[Wiki-research-l] Re: Talk on open participation and information quality in Wikipedia (Benjamin Mako Hill, 2023-02-15)
Greetings. On 08/02/2023 21.29, Leila Zia wrote: Hi Tristan, Thank you for sharing this with us. If the talk will be recorded, I'd appreciate it if you share a link with us after the session when it becomes available.
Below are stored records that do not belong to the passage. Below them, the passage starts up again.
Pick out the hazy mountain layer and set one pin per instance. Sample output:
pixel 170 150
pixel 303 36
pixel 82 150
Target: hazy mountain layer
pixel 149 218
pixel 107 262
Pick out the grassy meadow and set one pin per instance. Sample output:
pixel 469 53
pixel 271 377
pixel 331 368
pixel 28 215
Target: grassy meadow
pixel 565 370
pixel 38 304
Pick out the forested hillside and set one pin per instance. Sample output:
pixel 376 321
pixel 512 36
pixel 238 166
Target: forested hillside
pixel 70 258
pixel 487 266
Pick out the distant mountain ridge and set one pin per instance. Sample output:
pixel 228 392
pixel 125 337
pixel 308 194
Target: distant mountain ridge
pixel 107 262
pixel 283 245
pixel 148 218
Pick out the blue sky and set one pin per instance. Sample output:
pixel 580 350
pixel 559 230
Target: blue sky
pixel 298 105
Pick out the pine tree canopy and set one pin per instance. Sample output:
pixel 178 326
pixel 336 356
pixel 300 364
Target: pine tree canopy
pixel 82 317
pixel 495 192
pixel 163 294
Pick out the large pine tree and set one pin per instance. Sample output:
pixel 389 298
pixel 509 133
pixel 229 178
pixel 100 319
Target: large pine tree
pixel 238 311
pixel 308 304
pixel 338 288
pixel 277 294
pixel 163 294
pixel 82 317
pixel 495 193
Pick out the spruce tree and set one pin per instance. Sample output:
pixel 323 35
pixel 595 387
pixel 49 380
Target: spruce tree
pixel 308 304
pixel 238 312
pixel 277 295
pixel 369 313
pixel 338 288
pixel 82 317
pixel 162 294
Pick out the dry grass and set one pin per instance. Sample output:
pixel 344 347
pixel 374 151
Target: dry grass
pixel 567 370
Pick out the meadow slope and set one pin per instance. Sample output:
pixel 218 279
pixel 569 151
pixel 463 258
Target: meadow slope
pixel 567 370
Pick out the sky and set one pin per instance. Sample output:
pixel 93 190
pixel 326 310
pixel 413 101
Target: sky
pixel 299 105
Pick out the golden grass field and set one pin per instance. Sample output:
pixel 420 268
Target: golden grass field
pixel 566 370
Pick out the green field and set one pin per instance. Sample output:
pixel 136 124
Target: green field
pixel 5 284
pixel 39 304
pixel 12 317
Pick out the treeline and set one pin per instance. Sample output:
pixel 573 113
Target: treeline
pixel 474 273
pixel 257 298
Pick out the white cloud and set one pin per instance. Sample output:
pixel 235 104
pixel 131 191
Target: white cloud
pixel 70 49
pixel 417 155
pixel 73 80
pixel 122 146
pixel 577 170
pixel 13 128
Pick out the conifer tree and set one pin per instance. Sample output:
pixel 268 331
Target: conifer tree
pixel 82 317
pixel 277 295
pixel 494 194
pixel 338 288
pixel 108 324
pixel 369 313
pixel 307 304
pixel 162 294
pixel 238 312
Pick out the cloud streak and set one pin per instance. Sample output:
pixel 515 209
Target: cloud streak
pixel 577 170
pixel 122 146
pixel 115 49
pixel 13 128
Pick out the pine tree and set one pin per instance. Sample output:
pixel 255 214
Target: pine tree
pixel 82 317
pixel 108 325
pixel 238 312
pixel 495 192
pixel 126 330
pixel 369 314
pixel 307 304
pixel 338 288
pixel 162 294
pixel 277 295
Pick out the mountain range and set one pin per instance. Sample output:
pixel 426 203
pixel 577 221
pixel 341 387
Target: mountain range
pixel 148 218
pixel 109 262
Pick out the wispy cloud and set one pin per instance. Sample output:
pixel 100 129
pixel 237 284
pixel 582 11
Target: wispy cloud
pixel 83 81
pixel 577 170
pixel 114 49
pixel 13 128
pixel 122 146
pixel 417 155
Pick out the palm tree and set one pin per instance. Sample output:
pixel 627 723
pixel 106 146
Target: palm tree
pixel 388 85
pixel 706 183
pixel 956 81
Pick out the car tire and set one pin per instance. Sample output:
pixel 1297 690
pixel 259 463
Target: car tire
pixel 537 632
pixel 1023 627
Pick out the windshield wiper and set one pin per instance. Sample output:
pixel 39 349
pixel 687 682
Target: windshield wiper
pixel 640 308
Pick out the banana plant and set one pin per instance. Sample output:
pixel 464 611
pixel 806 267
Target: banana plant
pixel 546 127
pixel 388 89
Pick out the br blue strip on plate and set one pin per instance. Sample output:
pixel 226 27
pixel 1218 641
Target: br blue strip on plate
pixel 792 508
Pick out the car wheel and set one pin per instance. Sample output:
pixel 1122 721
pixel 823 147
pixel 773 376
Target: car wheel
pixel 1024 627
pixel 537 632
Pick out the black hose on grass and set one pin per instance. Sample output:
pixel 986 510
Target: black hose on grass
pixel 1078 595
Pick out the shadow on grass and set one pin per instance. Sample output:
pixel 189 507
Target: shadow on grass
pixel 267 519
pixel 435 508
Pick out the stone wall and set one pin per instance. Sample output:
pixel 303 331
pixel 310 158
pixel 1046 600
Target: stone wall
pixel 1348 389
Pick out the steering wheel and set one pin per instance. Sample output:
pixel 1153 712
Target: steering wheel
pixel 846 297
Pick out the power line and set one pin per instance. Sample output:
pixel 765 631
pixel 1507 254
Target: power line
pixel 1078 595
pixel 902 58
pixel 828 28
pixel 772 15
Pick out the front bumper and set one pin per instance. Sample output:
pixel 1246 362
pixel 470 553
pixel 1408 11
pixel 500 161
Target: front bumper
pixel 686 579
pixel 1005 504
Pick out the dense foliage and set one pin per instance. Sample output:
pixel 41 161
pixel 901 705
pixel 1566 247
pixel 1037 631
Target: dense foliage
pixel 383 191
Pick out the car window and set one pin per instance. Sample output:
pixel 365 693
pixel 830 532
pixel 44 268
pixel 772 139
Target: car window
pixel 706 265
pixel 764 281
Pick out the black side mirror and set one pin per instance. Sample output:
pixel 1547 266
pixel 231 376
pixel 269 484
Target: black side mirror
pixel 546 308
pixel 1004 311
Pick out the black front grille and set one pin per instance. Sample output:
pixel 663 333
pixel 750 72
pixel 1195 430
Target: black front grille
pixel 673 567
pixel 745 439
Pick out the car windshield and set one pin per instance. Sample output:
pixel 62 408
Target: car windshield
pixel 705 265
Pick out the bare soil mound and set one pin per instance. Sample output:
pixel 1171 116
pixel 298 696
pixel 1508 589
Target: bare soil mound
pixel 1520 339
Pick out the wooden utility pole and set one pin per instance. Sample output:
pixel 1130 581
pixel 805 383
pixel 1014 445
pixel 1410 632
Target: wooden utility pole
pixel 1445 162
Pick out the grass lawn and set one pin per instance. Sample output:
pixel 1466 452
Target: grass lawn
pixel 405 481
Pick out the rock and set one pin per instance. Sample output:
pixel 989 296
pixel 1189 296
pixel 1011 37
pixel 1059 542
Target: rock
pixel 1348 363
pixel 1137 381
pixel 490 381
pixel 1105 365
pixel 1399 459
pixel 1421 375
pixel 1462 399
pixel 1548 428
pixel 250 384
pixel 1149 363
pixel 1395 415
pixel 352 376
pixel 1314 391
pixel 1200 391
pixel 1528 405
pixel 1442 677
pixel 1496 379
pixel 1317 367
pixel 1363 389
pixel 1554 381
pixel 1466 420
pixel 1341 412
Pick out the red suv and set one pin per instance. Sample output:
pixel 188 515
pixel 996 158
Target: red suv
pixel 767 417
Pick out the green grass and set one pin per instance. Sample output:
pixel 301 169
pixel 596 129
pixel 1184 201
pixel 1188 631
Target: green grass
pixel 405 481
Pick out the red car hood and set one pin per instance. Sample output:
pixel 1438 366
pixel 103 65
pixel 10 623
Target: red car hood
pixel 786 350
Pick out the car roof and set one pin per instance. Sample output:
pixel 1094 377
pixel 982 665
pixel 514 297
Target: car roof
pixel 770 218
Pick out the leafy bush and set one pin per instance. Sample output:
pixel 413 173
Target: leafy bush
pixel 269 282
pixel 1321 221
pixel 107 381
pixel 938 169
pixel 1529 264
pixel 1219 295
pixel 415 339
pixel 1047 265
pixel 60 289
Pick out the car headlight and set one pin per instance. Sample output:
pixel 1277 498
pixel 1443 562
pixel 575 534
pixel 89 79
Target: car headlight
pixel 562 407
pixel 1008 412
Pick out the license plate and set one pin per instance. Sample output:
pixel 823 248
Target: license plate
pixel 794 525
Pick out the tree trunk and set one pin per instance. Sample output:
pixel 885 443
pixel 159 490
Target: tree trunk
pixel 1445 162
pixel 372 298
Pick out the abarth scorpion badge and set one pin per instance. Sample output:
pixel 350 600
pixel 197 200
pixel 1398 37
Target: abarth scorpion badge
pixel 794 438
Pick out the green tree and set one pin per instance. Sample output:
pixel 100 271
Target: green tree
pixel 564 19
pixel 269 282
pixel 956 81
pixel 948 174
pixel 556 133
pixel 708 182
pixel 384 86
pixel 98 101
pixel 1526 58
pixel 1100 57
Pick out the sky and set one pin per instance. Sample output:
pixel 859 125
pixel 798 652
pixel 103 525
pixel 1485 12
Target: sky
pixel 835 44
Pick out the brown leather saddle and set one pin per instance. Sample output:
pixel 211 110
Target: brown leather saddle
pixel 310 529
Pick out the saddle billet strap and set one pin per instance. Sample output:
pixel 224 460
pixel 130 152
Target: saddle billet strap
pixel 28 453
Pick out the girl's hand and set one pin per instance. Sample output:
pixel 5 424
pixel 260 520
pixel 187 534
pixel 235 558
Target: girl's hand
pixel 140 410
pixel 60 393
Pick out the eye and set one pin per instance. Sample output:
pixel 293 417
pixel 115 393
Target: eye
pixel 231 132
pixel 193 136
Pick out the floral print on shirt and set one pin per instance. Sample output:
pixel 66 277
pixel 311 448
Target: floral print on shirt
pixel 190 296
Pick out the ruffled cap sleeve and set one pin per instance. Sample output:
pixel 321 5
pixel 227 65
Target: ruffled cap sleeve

Thanks for your interest in the talk! You're not the only one who wrote asking whether there will be a recording. We do always ask our guest speakers if they consent to their talks being recorded. If they agree, we post the videos on our YouTube channel: https://www.youtube.com/@ofai If this particular talk ends up being recorded, I'll follow up here on the mailing list with a link to the video. Regards, Tristan -- Dr.-Ing. Tristan Miller, Research Scientist Austrian Research Institute for Artificial Intelligence (OFAI) Freyung 6/6, 1010 Vienna, Austria | Tel: +43 1 5336112 12 https://logological.org/ | https://punderstanding.ofai.at/ ___ Wiki-research-l mailing list -- wiki-research-l@lists.wikimedia.org To unsubscribe send an email to wiki-research-l-le...@lists.wikimedia.org
[Wiki-research-l] Re: Talk on open participation and information quality in Wikipedia (Benjamin Mako Hill, 2023-02-15)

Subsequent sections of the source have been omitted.